A Mask Eventually Makes You Sick
As human beings we all need to be seen, felt, and understood. Especially by the most important people in our lives, not only as children but as adults.
The fantasy that, in marriage, men do not need to be understood by their spouses as whole human beings who have a complete range of feelings will create illness in that man. (Again, I’m not saying they should be able to expect constant coddling from their wives, I’m talking about the reasonable back and forth of support in adult two-way relationships.)
It will ultimately make him sick and weak in a way that all his bravado and “strength” will never be able to overcome in the long term. He will find himself intermittently overcome by injuries or an invisible force that sucks his strength, drive, and will from him again and again.
He will have to fight extremely hard against the need to be understood in his own home. Believing that need makes him weak. And the irony is, he will suffer. Alone. And for humans, isolation begets ill health.
Consider yourself warned.
The Role of Other Men in Witnessing Your “Weakness”
One last thing.
Yes, a man needs support from important men in his life. No doubt. Because support from other men is like none other. No woman can completely understand the experience of a man. And no woman can validate the vulnerability a man experiences in the same way another man can.

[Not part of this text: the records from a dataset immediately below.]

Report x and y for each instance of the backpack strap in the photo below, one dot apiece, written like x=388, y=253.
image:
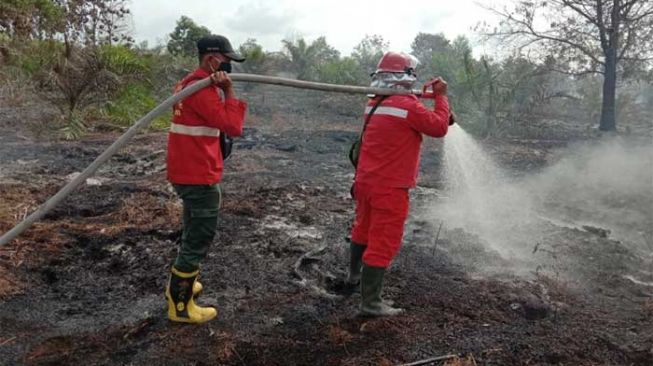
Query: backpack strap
x=369, y=116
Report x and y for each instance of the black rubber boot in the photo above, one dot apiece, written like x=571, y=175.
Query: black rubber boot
x=371, y=287
x=355, y=262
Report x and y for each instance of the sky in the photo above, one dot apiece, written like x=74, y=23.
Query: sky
x=344, y=23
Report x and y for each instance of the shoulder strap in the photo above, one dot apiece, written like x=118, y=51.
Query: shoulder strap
x=369, y=116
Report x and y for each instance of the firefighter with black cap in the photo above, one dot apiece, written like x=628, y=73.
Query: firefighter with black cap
x=194, y=167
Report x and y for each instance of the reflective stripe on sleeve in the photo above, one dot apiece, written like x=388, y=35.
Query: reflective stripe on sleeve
x=388, y=111
x=194, y=130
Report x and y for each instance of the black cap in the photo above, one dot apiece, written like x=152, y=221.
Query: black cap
x=218, y=44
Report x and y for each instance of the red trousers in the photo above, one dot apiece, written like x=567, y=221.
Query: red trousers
x=380, y=216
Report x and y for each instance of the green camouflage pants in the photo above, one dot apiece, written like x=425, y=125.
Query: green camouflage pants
x=200, y=222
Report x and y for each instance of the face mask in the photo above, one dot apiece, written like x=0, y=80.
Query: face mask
x=225, y=66
x=222, y=66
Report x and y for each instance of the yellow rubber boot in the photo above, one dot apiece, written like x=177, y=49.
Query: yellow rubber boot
x=197, y=287
x=181, y=305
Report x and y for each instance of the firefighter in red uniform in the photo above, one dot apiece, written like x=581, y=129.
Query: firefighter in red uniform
x=387, y=168
x=195, y=164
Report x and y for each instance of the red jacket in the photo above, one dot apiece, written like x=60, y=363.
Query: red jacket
x=194, y=155
x=390, y=153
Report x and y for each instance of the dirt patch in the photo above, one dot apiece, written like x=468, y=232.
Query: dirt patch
x=92, y=273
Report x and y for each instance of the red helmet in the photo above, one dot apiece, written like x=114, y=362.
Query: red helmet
x=397, y=62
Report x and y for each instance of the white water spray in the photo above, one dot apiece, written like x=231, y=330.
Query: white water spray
x=607, y=185
x=483, y=199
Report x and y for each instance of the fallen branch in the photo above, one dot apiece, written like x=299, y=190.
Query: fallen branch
x=430, y=360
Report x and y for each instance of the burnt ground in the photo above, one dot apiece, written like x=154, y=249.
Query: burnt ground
x=85, y=285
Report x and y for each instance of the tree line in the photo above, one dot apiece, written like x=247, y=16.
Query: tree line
x=590, y=66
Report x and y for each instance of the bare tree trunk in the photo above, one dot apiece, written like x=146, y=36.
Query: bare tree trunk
x=608, y=110
x=610, y=44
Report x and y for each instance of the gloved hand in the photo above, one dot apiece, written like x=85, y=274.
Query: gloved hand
x=437, y=87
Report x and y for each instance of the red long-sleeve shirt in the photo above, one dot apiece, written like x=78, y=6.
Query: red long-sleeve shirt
x=390, y=152
x=194, y=155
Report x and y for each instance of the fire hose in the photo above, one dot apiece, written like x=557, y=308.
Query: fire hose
x=166, y=106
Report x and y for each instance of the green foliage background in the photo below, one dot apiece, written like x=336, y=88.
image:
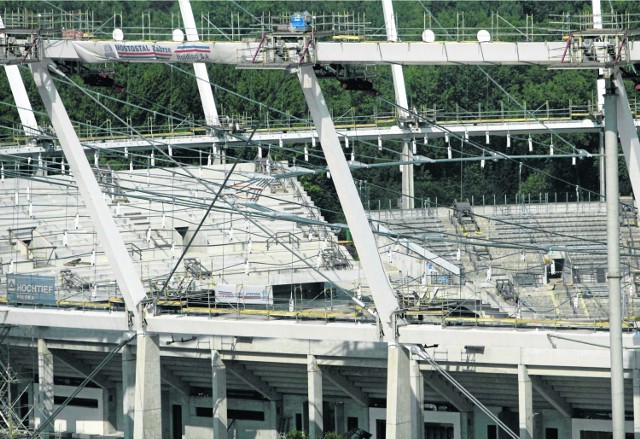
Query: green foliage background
x=158, y=90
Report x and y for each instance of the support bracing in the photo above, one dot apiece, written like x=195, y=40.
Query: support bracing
x=399, y=87
x=525, y=403
x=314, y=383
x=363, y=238
x=417, y=400
x=25, y=112
x=636, y=394
x=219, y=395
x=123, y=268
x=200, y=70
x=45, y=387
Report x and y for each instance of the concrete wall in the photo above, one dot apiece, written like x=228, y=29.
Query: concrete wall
x=430, y=416
x=74, y=419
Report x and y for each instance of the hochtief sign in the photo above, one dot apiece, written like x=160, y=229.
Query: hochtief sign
x=27, y=288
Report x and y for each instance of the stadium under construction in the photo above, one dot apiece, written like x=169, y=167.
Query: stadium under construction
x=213, y=299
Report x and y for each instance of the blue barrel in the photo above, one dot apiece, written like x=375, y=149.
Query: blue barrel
x=298, y=22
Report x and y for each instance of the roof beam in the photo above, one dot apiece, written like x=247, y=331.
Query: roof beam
x=253, y=381
x=346, y=386
x=173, y=381
x=82, y=368
x=440, y=385
x=551, y=396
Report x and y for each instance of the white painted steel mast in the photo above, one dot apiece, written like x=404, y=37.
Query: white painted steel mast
x=200, y=70
x=402, y=102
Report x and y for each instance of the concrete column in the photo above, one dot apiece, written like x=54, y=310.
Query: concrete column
x=636, y=395
x=148, y=405
x=109, y=409
x=417, y=400
x=275, y=411
x=219, y=395
x=407, y=178
x=45, y=385
x=611, y=132
x=466, y=425
x=128, y=389
x=398, y=393
x=525, y=403
x=314, y=383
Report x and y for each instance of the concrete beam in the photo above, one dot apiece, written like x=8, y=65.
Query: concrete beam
x=253, y=381
x=442, y=388
x=346, y=386
x=82, y=368
x=174, y=382
x=551, y=396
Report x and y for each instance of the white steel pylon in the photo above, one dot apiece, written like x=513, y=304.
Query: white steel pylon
x=200, y=70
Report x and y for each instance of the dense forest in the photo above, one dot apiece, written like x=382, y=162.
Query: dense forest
x=162, y=94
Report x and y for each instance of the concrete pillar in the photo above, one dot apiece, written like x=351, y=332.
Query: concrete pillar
x=45, y=384
x=148, y=404
x=314, y=383
x=525, y=403
x=275, y=411
x=417, y=400
x=466, y=425
x=109, y=409
x=636, y=394
x=398, y=393
x=407, y=178
x=128, y=389
x=219, y=395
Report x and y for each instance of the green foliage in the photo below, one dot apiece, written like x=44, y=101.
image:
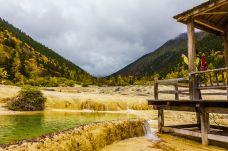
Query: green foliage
x=28, y=99
x=26, y=60
x=3, y=73
x=9, y=42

But make no mistake. The support from men will never bring you the same solace as the support from the woman who you protect and provide for.
That’s because NONE of those other men are relying on you to protect and provide for them. Their support comes at NO RISK. Your wife’s support during your times of vulnerability comes with GREAT FAITH because of the risk she takes by allowing you to be the one who supports her.
Never underestimate the value of your wife’s support at your “weakest” moments. So long as she doesn’t have a need to make you pay for her father’s failures, and you don’t need to be a better daddy to her than her own father or need her to be your better “mommy.” You’re golden.
P.S. There is help for the man with old wounds (the “weak” child inside) that he can’t seem to shake. Just because it is not appropriate for your wife to be expected to heal those wounds doesn’t mean there isn’t another avenue for healing. Because isolating this part of yourself doesn’t make it go away, it simply creates an abscess that will eventually burst.